The article’s framework is entirely naturalistic. It speaks of “well-being,” “healing,” “counseling,” and “therapy” as ends in themselves, with the “spiritual” merely a component to be integrated for more effective care. This is the precise error condemned by Pope Pius IX in the Syllabus of Errors:

56. Moral laws do not stand in need of the divine sanction, and it is not at all necessary that human laws should be made conformable to the laws of nature and receive their power of binding from God.

The counseling center’s approach implies that the ultimate good of the person can be achieved through natural psychological means augmented by a vague “spiritual” awareness. It reduces the Catholic view of the human person to a superior form of humanism. The true Catholic end, as defined by the Council of Trent and Pope Pius XI in Quas Primas, is supernatural: “to be eternally happy in the contemplation of God.” The article is silent on sin, grace, the sacraments as necessary means of salvation, the redemptive sacrifice of Calvary, and the final judgment. This silence is the gravest accusation.

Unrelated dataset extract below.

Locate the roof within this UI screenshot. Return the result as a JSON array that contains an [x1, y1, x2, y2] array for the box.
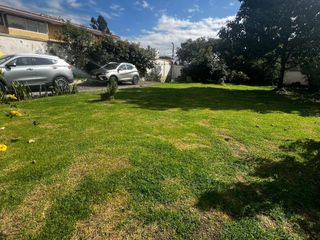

A therapy that does not begin with the doctrine that “the Son of God became man to lead us to eternal happiness” (Trent, Sess. VI, Chap. 1) and that “outside the Church there is no salvation” (Boniface VIII, Unam Sanctam) is not Catholic; it is a demonic distraction. St. Pius X, condemning the errors of the Modernists, taught that they “separate the human from the divine, the natural from the supernatural” (Lamentabili, Prop. 64). The Photina Center does exactly this.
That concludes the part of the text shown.